## Introduction
Madrid is a citi that receives a lot of tourism, so let's analyze the hotels supply in the city through their location and if we can group them in similar clusters.

## Data requirements
For the data requirements, I am going to make a call to the Foursquare API to get the main hotels in the city.

### Methodology
Once I got the data, I will cluster the hotels through the K-Means model in scikit learn,

In [1]:
#Import of the needed libraries
import folium
import requests
import pandas as pd
from sklearn.cluster import KMeans
import numpy as np
import matplotlib.cm as cm
import matplotlib.colors as colors

I start by loading the Madrid map

In [2]:
latitude = 40.4168
longitude = -3.7038

map_madrid = folium.Map(location=[latitude, longitude], zoom_start=15)

In [3]:
map_madrid

After that, I set my credentials to run the Foursquare query:

In [4]:
CLIENT_ID = 'VQUC23XR54K05DSOIIRFUJTN0SDL1REBPONIAM1LDITOUIRI' # your Foursquare ID
CLIENT_SECRET = '5IDPFEMDTLDTSTBXDPF105TW2EPYKHWR4VU3J0D0C1VUEU5Y' # your Foursquare Secret
VERSION = '20180604' # Foursquare API version

print('Your credentails:')
print('CLIENT_ID: ' + CLIENT_ID)
print('CLIENT_SECRET:' + CLIENT_SECRET)

Your credentails:
CLIENT_ID: VQUC23XR54K05DSOIIRFUJTN0SDL1REBPONIAM1LDITOUIRI
CLIENT_SECRET:5IDPFEMDTLDTSTBXDPF105TW2EPYKHWR4VU3J0D0C1VUEU5Y


In [5]:
radius = 10000
limit = 3000
search_query = 'hotel'
url = 'https://api.foursquare.com/v2/venues/search?client_id={}&client_secret={}&ll={},{}&v={}&query={}&radius={}&limit={}'.format(CLIENT_ID, CLIENT_SECRET, latitude, longitude, VERSION, search_query, radius, limit)
url

'https://api.foursquare.com/v2/venues/search?client_id=VQUC23XR54K05DSOIIRFUJTN0SDL1REBPONIAM1LDITOUIRI&client_secret=5IDPFEMDTLDTSTBXDPF105TW2EPYKHWR4VU3J0D0C1VUEU5Y&ll=40.4168,-3.7038&v=20180604&query=hotel&radius=10000&limit=3000'

I get the results of the query.

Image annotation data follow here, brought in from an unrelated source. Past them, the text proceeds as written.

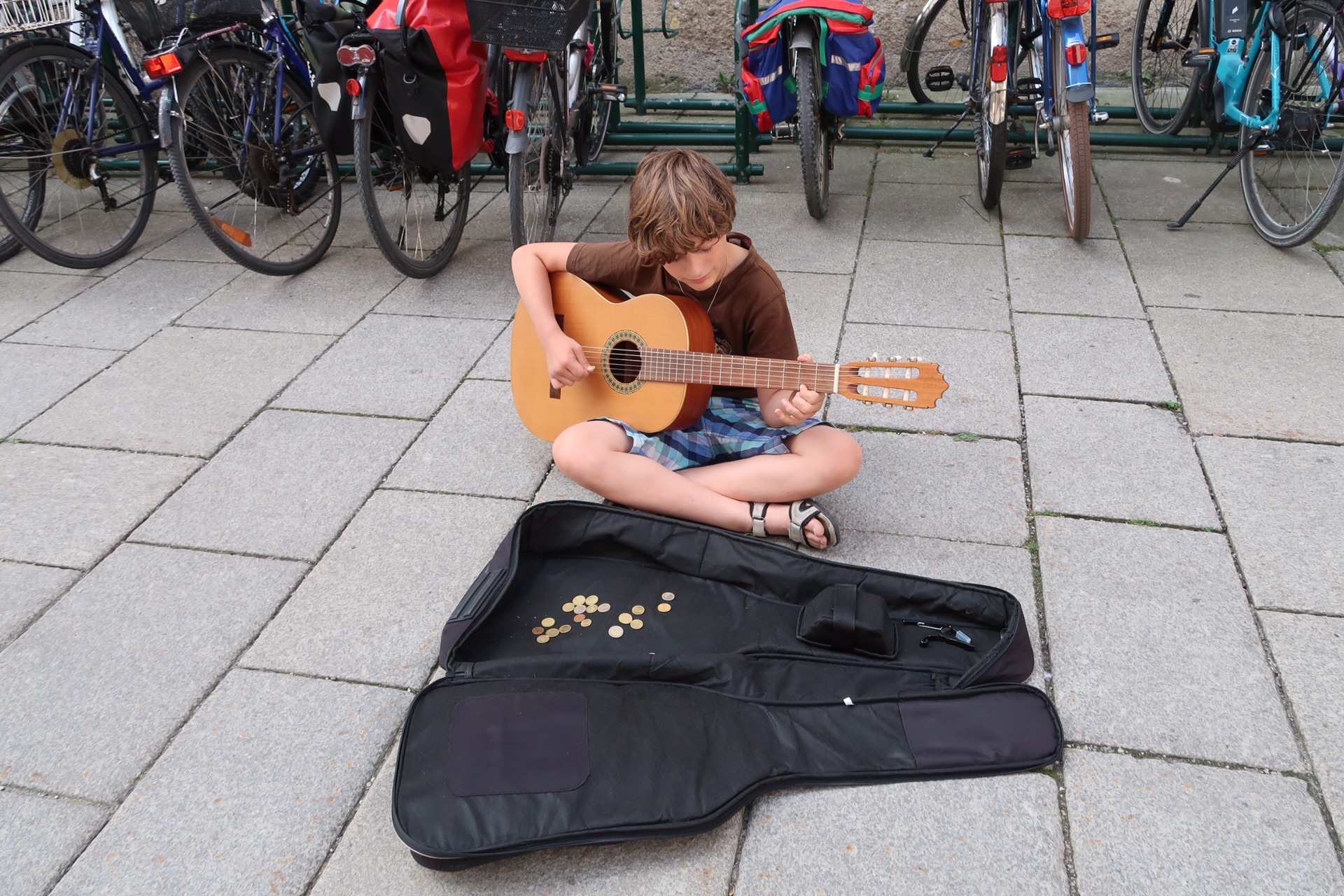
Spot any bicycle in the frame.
[1134,0,1344,248]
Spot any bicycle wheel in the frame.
[508,60,564,248]
[1240,3,1344,248]
[1051,28,1091,241]
[793,47,831,220]
[906,0,972,102]
[0,43,159,267]
[355,89,472,279]
[168,44,340,275]
[1129,0,1201,134]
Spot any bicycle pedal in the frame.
[925,66,957,92]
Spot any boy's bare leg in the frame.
[552,421,859,547]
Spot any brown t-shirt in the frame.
[564,232,798,398]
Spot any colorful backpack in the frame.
[742,0,887,133]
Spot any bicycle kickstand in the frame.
[1167,130,1265,230]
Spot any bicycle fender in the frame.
[1059,16,1097,102]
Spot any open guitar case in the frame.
[393,501,1063,871]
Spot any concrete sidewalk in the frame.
[0,136,1344,896]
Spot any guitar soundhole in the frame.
[608,339,641,383]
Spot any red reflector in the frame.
[989,47,1008,83]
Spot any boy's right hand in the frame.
[542,333,593,388]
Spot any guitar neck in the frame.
[640,348,840,392]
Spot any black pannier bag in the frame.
[368,0,486,174]
[393,501,1063,871]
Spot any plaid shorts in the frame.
[599,398,830,470]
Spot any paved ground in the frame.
[0,108,1344,896]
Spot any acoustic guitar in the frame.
[510,273,948,442]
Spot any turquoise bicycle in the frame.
[1133,0,1344,248]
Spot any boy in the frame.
[513,149,862,548]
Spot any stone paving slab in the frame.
[52,669,410,896]
[312,748,742,896]
[133,411,421,560]
[1153,307,1344,442]
[1014,314,1176,403]
[19,326,330,456]
[1,259,238,349]
[0,443,200,568]
[181,247,405,335]
[0,544,307,802]
[1023,395,1219,528]
[817,433,1027,545]
[1119,222,1344,314]
[1198,437,1344,614]
[827,323,1021,438]
[847,239,1008,330]
[0,342,121,438]
[735,774,1068,896]
[1259,612,1344,832]
[276,314,501,419]
[1065,750,1344,896]
[1004,237,1144,317]
[387,380,551,500]
[1036,517,1301,770]
[0,790,111,896]
[378,239,517,321]
[0,560,79,649]
[863,181,1001,251]
[0,267,99,339]
[241,490,522,688]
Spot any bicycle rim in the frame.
[169,47,342,275]
[1240,3,1344,248]
[0,44,159,269]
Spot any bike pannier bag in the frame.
[368,0,485,174]
[393,501,1063,871]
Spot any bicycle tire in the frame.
[168,44,342,276]
[793,47,831,220]
[508,59,564,248]
[1129,0,1203,134]
[904,0,972,102]
[354,88,472,279]
[0,41,159,269]
[1240,1,1344,248]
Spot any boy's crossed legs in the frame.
[551,421,862,548]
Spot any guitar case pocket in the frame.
[393,501,1063,871]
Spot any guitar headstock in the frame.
[839,355,948,411]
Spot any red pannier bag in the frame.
[368,0,485,172]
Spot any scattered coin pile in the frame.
[532,591,676,643]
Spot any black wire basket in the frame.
[117,0,260,48]
[466,0,593,52]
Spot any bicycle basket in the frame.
[466,0,593,52]
[0,0,76,34]
[117,0,260,47]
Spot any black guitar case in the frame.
[393,501,1063,871]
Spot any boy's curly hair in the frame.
[626,149,738,265]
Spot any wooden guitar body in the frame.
[510,273,714,442]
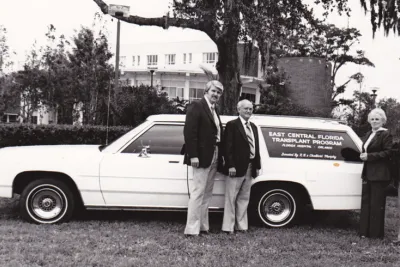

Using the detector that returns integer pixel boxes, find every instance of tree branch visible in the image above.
[93,0,215,39]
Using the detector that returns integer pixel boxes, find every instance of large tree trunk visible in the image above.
[217,35,242,115]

Now I should convert the important information (name and location) to a pandas dataframe.

In [6]:
results = requests.get(url).json()
results = results['response']['venues']

In [7]:
dicc = {}
dicc['id'] = []
dicc['name'] = []
dicc['lat'] = []
dicc['lng'] = []
for result in results:
        dicc['name'].append(result['name'])
        dicc['lat'].append(result['location']['lat'])
        dicc['lng'].append(result['location']['lng'])

In [8]:
df = pd.DataFrame()
df['name'] = dicc['name']
df['lat'] = dicc['lat']
df['lng'] = dicc['lng']
df.head()

Unnamed: 0,name,lat,lng
0,Hotel Europa Madrid***,40.417503,-3.703612
1,Hotel Moderno,40.417104,-3.704828
2,Cafetería-Restaurante Hotel Europa,40.417388,-3.703623
3,Hotel Eden Paraiso Neptuno,40.41746,-3.702777
4,Hotel Victoria 4,40.416237,-3.701691


Now, let's add the markers of the venues to de Madrid map

In [9]:
for lat, lng, name in zip(df['lat'], df['lng'], df['name']):
    label = name
    label = folium.Popup(label, parse_html=True)
    folium.CircleMarker(
        [lat, lng],
        radius=5,
        popup=label,
        color='blue',
        fill=True,
        fill_color='#3186cc',
        fill_opacity=0.7,
        parse_html=False).add_to(map_madrid) 

In [10]:
map_madrid

Now lets's cluster the hotels.

In [11]:
kclusters=3
clustdf = df.drop('name', 1)
kmeans = KMeans(n_clusters=kclusters, random_state=0).fit(clustdf)

In [12]:
df.insert(0, 'Cluster labels', kmeans.labels_)

In [13]:
x = np.arange(kclusters)
ys = [i + x + (i*x)**2 for i in range(kclusters)]
colors_array = cm.rainbow(np.linspace(0, 1, len(ys)))
rainbow = [colors.rgb2hex(i) for i in colors_array]
markers_colors = []
map_madrid = folium.Map(location=[latitude, longitude], zoom_start=15)
for lat, lon, name, cluster in zip(df['lat'], df['lng'], df['name'], df['Cluster labels']):
    label = folium.Popup(str(name) + ' Cluster ' + str(cluster), parse_html=True)
    folium.CircleMarker(
        [lat, lon],
        radius=5,
        popup=label,
        color=rainbow[cluster-1],
        fill=True,
        fill_color=rainbow[cluster-1],
        fill_opacity=0.7).add_to(map_madrid)

In [14]:
map_madrid

## Results and conclusion
Having set n_clusters at 3 seems reasonable, because through the visual exploration we can see three different clusters (one very dense close to Santo Domingo square, other cluster rounding Sol square, and some hotels in the east.).